Managed to produce a program where with key presses, you could change delay in the loop in +/- 1 clockcycle increments. Mind you: fastest Z80 opcodes take 4 cycles.
How then? Well, there's also opcodes that take 5 cycles. Or 6. Or 7. And 8=2*4, 9=4+5, etc. Program just automated the insertion/removal of those in the inner loop. Of course I had to pick instructions that didn't mess with some Z80 registers.
Great fun (& educational) figuring out stuff like that. Fun times...
I pretty much knew all the clock cycle counts for the instructions as a teenager, and you would code assembler with them always in mind.
Ah clever! Didn't think of that. Probably the closest thing to "racing the beam" since the Atari 2600 :)
https://github.com/rejunity/z80-open-silicon/blob/main/docs/...
https://github.com/rejunity/z80-open-silicon/blob/68438f0019...
So you'd get an effective 12.5MHz Z80 clock and need a bit of external logic to demultiplex the full IO interface. Still not too shabby!
The goal (per the project README) appears to be to prototype with TT07 and then look into taping out standalone with ChipIgnite in QFN44 and DIP40 packages (which would be able to have the full traditional Z80 bus interface and run at the full clock rate).
"Guy Hutchison (see TV80 project) has synthesized an early version of the core in a 130nm TSMC process. He determined the design to contain about 20k gates and run at about 240 Mhz. While the speed is somewhat less than "target", optimizations of the logic should increase this somewhat."
Guy Hutchison's TV80 is also mentioned on this project's page.
The cache would need to know about all bank-switching performed by the system, and understand how the memory banks are mapped into the memory space.
Could have:
* Plain read-only memory (you cache this)
* Plain RAM not shared with other devices (you cache this)
* Memory-mapped IO (you don't cache this)
* RAM shared with other devices where the other device does not write there, such as video memory (write-through cache, full read cache)
* RAM shared with other devices where the other device can write there (don't cache this)

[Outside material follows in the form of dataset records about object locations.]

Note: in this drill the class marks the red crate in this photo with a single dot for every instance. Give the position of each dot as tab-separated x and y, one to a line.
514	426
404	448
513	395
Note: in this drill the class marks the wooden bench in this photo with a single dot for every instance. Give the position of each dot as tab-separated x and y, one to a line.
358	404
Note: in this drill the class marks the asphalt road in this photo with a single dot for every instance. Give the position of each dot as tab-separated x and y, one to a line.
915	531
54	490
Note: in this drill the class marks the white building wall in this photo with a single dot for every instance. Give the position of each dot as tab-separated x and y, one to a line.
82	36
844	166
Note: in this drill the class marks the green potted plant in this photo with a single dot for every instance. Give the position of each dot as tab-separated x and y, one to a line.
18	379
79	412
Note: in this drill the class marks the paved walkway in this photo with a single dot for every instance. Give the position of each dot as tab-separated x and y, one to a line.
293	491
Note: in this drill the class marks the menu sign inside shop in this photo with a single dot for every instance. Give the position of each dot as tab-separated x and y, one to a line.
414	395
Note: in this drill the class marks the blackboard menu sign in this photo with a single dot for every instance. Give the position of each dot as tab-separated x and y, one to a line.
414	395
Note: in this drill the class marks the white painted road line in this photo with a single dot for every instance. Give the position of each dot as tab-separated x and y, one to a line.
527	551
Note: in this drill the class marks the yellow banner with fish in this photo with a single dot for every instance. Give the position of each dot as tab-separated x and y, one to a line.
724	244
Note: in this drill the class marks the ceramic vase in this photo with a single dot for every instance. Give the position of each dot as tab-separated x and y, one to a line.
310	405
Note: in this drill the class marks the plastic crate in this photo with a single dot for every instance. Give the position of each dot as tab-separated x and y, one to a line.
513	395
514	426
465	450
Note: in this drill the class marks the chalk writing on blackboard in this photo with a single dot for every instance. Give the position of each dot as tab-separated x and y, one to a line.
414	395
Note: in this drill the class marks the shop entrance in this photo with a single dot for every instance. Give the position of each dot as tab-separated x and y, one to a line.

https://www.e-basteln.de/computing/65f02/65f02/:
“The idea is to use this as a “universal” accelerator for 6502 and 65C02-based host computers – just plug it into the CPU socket. The only thing the FPGA board needs to know about its host is the memory map: Where does the host have memory-mapped I/O? Up to 16 different memory maps can be stored in the FPGA, and selected via a mini DIP switch. Upon power-on, the 65F02 grabs the complete RAM and ROM content from the host and copies it into the on-chip RAM, except for the I/O area. Then the CPU gets going, using the internal memory at 100 MHz for all bus accesses except for any I/O addresses – for these, the internal CPU pauses, and an external bus cycle is started at whatever the external clock speed is.”
I've never received a counterfeit Z80 that outright didn't work, but one thing to be keep in mind is that despite often being branded as CMOS 20Mhz (aka Z84C0020), half the time the chips I've received were lower grade or even worse, NMOS.